Maybe it should be more than 1000, maybe less. I haven't seen any numbers related to the frequency range of interest.
> It's hard to imagine why, if the data contains only important info at > such a low frequency, it is being sampled at such a high sample rate in > the first place.
It seems that it is generated, and not from a natural source. It might be the output of a linear congruential or linear feedback shift register, for example. It might be a 43 bit LFSR, and one bit samples. Note that the number of bits per sample still hasn't been mentioned. I believe with either linear congruential or LFSR you can rewrite it to generate every Nth point of the original series. -- glen
Reply by Rune Allnor June 9, 20072007-06-09
On 9 Jun, 02:39, "prad" <pradeep.ferna...@gmail.com> wrote:
> I am sorry that you think that.
Don't top post when commenting on previous posts.
> This is for a research subject and not > homework. I am not sharing details about the data as it would give away > the novel modeling I am trying to do.
Those who have followed my posts here for a couple of years would know that I sometimes make a point of saying that I am an engineer, not a researcher, despite my misfortune of having obtained a PhD degree. The difference is that the engineer knows what he is doing whereas the researcher [*] does not. Tour project is flawed. There is no need whatsoever to come up with those sorts of data in any but the biggest survey projects. There is the vanishing (though still non-zero) chance that you really are into something, but even so, your timing is wrong. These days, the sheer logistics of what you try to do is out of reach for anyone but the largest computer centra.
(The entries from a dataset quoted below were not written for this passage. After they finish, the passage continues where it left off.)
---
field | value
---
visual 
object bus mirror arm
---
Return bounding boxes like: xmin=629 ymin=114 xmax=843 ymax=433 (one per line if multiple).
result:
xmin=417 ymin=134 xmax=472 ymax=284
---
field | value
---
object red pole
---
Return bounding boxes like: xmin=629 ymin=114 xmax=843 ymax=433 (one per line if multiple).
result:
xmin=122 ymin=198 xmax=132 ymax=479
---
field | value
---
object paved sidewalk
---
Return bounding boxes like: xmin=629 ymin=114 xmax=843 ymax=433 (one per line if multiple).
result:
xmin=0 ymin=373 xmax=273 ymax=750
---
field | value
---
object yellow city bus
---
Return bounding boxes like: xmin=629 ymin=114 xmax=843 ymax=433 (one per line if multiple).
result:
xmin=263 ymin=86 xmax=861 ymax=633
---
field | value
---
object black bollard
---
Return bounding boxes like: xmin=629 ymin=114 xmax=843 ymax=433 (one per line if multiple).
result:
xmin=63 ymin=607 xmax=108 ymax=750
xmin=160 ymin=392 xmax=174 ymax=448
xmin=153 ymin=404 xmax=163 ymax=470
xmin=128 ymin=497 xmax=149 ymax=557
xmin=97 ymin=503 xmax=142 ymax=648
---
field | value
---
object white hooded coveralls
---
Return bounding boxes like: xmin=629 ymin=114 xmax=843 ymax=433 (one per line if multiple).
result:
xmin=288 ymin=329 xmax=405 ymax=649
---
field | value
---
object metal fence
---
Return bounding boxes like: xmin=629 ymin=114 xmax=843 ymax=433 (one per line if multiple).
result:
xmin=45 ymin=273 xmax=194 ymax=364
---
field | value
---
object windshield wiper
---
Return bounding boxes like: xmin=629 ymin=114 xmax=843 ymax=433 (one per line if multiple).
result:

That will change with time. When I started playing with computers 20 years ago, it was specialist's work to handle more than 64 kilobytes of data at any one time. When I first played with certan sonar data processing ideas some 10 years ago, anything beyond 1MByte was, for practical purposes, outside my reach. These days my computer's RAM is the limitation (it has only 512 MBytes) and I plan my programs for use with, say, 10 Gyte of data once I can get my hands on that sort of computer. It will be affordable by the time I finish my program. So times change, and maybe you or I will look up this thread in five or ten years time and smile at the old days when a mere 20 TB of data represented an insurmountable obstacle. However, ath the time of writing, June 2007, 20 TB of data *is* an insurmountable obstacle. If you end up with the need to process that sort of data, there is sucha huge discrepancy between what you want and what is whithin your abilities to do, that you might as well do something else in the mean time, waiting for the required technology to become available to you. If you do this as part of an employment, circulate your resume. Whoever assigned you to this task has no idea what he or she is doing.
> VLV: Please think before you send a comment like that.
Vladimir is, as is his habit, perfectly on the mark. Rune [*] In Norwegian, "researcher" is translated to "forsker" "one who does research", whereas "scientist" is translated to "vitenskapsmann" which means "one who knows the sciences." The difference might be subtle, but anyone can emark on some sort of research, while insight into the sciences requires more insight, usually otained through decades of dedicated studies. Needless to say, the world are full of researchers, with hardly one scientist alive, world wide.